Before you hit the mod button (because yes, this "proposal" is crazy talk), please consider: this is happening because people who are straightforwardly breaking a legitimate (if commercially ill-advised) law appear to be gearing up to bleed the life out of the content industries. They represent something resembling the majority of all Internet traffic. Private industry isn't fixing the problem.
Sure, this proposal isn't going to succeed. But will you be surprised when some less ludicrous follow-up does? I won't be.
"Private industry" has always been conflicted about piracy, because "industry" is not monolithic and piracy is solidly in the interests of many players.
Comcast might moan a bit about habitual downloaders, but piracy is pretty much broadband's killer app, and has been since Napster. Youtube's popular UGC is overwhelmingly pirated content. Apple has made a mint selling teenagers and twenty somethings hardware which could hold several years' salary worth of music purchased legitimately and is shocked, shocked that the overwhelming majority of music on their devices is pirated.
The history of Google is essentially the history of "Officially, we love and respect IP. Unofficially, our users want yours for free, we want to give it to them, and we're going to take the liberty of doing that. We can index your IP a lot more efficiently than you can sue us. We will become the largest power on the Internet, and after that we will treat your complaints with the attention they deserve, and cut off the traffic tap which we monopolized by being the most efficient way to access your IP. The time for you to object to this was, oh, about fifteen years ago, because if our behavior was arguably illegal then it is Industry Standard Practice now, and if you don't like it well then I guess you're just an irrelevant dinosaur. Isn't that right, Internet?"
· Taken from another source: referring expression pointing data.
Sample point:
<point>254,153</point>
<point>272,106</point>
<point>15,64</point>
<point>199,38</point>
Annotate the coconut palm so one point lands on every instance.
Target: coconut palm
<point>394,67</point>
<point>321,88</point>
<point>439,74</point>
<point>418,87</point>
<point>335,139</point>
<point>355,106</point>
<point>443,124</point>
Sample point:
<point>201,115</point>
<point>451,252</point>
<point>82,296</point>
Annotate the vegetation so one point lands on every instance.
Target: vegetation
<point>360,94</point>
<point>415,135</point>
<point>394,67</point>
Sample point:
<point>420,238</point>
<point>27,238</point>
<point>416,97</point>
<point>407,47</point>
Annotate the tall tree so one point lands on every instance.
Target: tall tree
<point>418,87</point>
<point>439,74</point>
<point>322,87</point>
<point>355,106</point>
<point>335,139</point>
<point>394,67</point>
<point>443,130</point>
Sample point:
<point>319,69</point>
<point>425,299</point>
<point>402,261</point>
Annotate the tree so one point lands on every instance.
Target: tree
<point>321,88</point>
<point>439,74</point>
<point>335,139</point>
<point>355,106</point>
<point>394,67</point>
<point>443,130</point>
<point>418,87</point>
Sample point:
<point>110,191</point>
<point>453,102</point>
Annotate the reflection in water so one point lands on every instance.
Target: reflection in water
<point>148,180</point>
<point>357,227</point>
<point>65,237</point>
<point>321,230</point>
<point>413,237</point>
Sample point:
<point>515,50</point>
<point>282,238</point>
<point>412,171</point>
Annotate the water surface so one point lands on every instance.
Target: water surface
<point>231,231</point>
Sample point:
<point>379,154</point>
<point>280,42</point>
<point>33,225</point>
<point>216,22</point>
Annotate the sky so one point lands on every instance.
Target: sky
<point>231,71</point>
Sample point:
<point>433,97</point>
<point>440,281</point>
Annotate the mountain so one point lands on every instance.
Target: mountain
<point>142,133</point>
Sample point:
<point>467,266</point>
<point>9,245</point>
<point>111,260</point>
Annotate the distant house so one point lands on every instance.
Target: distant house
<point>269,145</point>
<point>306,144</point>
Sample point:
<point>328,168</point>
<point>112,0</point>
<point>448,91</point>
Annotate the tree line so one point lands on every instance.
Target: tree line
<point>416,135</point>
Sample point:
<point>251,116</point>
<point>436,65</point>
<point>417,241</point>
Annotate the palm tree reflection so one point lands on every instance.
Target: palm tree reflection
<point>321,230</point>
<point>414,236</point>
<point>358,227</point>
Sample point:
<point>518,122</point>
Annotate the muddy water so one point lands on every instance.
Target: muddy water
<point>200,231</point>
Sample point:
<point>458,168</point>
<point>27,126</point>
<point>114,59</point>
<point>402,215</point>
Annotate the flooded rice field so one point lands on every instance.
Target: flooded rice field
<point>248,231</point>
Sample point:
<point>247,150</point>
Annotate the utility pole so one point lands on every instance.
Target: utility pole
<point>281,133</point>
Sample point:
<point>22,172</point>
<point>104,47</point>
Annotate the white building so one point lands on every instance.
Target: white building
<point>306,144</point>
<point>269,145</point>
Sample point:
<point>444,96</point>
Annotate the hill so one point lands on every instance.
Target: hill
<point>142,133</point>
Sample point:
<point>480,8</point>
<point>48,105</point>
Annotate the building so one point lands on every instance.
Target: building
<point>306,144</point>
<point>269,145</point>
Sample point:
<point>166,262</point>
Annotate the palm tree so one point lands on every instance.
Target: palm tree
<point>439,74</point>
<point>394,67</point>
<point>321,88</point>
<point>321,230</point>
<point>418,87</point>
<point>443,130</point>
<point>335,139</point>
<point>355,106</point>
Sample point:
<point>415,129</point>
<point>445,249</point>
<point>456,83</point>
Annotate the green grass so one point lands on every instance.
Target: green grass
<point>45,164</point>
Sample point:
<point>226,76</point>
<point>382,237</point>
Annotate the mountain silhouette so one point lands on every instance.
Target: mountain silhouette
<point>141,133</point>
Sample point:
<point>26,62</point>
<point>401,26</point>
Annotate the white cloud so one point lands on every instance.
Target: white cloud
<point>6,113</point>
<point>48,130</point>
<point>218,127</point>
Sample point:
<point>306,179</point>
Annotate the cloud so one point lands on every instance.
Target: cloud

“If you put 200 VCRs in your garage and start making and selling copies of films, you will get a visit from the police,” he said. “If you do it from a Web site, everybody says, ‘Hey, freedom of information’ ”.
Not that I support piracy, but torrent tracker sites do not sell the films. As a matter of fact, they don't even host the actual files.
Sure, this proposal isn't going to succeed. But will you be surprised when some less ludicrous follow-up does? I won't be.